Concert Review: The Tragically Hip at House of Blues




Longevity doesn’t guarantee anything in the world of rock ’n’ roll. Plenty of classic rocks continue to plug away on the touring circuit, trotting out their hits and going through the motions. Thankfully, Kingston, Ontario’s the Tragically Hip, which has almost 30 years under its belt, is not one of those bands. These guys have such terrific chemistry and camaraderie, it just appears as if they’re operating on auto-pilot. In reality, this group plays like a well-oiled machine, something that was apparent last night at a sold out House of Blues.

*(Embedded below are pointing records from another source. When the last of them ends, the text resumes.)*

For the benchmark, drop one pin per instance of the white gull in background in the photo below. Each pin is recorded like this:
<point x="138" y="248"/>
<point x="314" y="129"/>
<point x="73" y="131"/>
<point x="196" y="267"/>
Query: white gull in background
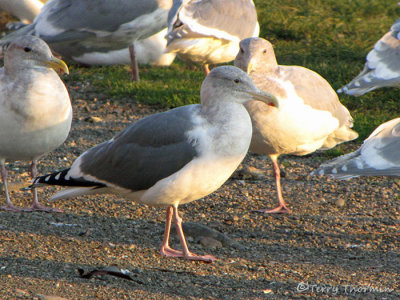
<point x="378" y="155"/>
<point x="83" y="30"/>
<point x="310" y="116"/>
<point x="174" y="157"/>
<point x="209" y="31"/>
<point x="35" y="108"/>
<point x="382" y="68"/>
<point x="25" y="10"/>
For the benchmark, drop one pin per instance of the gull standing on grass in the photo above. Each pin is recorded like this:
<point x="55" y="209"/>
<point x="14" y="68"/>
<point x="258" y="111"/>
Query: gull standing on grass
<point x="173" y="157"/>
<point x="379" y="155"/>
<point x="382" y="68"/>
<point x="35" y="108"/>
<point x="310" y="116"/>
<point x="84" y="30"/>
<point x="209" y="31"/>
<point x="25" y="10"/>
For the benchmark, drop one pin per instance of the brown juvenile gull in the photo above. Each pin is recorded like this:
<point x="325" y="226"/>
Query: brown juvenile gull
<point x="84" y="30"/>
<point x="310" y="115"/>
<point x="35" y="108"/>
<point x="173" y="157"/>
<point x="382" y="68"/>
<point x="378" y="155"/>
<point x="209" y="31"/>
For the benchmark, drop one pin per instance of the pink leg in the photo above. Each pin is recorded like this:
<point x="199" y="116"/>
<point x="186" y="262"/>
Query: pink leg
<point x="281" y="208"/>
<point x="134" y="64"/>
<point x="167" y="251"/>
<point x="36" y="206"/>
<point x="9" y="206"/>
<point x="206" y="69"/>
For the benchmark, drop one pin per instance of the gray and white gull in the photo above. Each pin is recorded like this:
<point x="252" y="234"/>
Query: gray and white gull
<point x="209" y="31"/>
<point x="35" y="108"/>
<point x="382" y="68"/>
<point x="310" y="116"/>
<point x="174" y="157"/>
<point x="84" y="30"/>
<point x="378" y="156"/>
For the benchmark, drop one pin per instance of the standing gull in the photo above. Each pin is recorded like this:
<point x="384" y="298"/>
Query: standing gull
<point x="209" y="31"/>
<point x="83" y="30"/>
<point x="35" y="108"/>
<point x="310" y="115"/>
<point x="174" y="157"/>
<point x="378" y="155"/>
<point x="382" y="68"/>
<point x="25" y="10"/>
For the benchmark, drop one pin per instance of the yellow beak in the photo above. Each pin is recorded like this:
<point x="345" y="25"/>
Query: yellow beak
<point x="265" y="97"/>
<point x="58" y="64"/>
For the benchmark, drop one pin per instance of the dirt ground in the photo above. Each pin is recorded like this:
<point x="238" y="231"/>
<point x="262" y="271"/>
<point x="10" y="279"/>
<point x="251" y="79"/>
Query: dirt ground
<point x="341" y="241"/>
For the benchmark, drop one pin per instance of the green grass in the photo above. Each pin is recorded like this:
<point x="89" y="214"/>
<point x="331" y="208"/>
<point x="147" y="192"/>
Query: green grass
<point x="331" y="37"/>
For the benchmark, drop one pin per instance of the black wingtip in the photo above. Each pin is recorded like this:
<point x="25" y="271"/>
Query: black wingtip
<point x="62" y="178"/>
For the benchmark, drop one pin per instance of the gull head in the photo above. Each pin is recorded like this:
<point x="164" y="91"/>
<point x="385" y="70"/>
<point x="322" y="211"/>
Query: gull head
<point x="231" y="84"/>
<point x="255" y="54"/>
<point x="29" y="52"/>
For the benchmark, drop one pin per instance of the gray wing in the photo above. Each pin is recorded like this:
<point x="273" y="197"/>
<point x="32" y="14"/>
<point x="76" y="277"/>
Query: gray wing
<point x="379" y="155"/>
<point x="382" y="67"/>
<point x="228" y="19"/>
<point x="145" y="152"/>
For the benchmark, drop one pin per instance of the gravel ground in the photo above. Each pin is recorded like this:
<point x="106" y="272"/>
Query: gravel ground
<point x="341" y="241"/>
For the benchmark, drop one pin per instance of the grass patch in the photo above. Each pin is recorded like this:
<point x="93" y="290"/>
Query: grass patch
<point x="331" y="37"/>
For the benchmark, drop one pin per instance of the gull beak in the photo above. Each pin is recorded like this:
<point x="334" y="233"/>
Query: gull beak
<point x="249" y="67"/>
<point x="58" y="64"/>
<point x="265" y="97"/>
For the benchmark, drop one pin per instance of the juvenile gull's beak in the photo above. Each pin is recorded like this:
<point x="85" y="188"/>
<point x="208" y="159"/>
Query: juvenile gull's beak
<point x="265" y="97"/>
<point x="57" y="64"/>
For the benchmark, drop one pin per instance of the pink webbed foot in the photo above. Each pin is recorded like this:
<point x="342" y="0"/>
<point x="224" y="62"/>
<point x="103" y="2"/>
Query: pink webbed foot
<point x="281" y="209"/>
<point x="38" y="207"/>
<point x="11" y="207"/>
<point x="169" y="252"/>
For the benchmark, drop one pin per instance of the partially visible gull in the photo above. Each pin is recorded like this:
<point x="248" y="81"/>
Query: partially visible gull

You’d wouldn’t be wrong for thinking that singer Gord Downie, who sported an old-fashioned top hat to cover up his chrome dome, looked a bit like R.E.M.’s Michael Stipe. He moved like Stipe, too, as he pantomimed during the opening number, “At Transformation,” the hard-driving single from the band’s new album Now for Plan A. Downie stripped off his jacket and then vented with punk rock rage on the acerbic “The Kids Don’t Get It.” The band simmered down for “Gift Shop,” for which Downie strapped on an acoustic guitar. After fiddling a bit with his in-ear monitors, which he joked was French for “pain in the ass,” the band faltered a bit on “We Want It To Be,” but got back on track with “El Dorado,” a track that slowly built in intensity. The group punctuated “Fire in the Hole” with a ferocious jam and softened up for the beautiful ballad “Springtime in Vienna.”

The Hip saved the best for the six-song encore, which commenced with “At the Hundreth Meridan,” a song that’s every bit as anthemic as Bruce Springsteen’s “Born in the U.S.A.” And the guys kept the audience, which we’re guessing was mostly Canadian, on its feet by concluding with hits such as “Ahead by a Century,” “Bobcaygeon” and “Fifty Mission Cap.”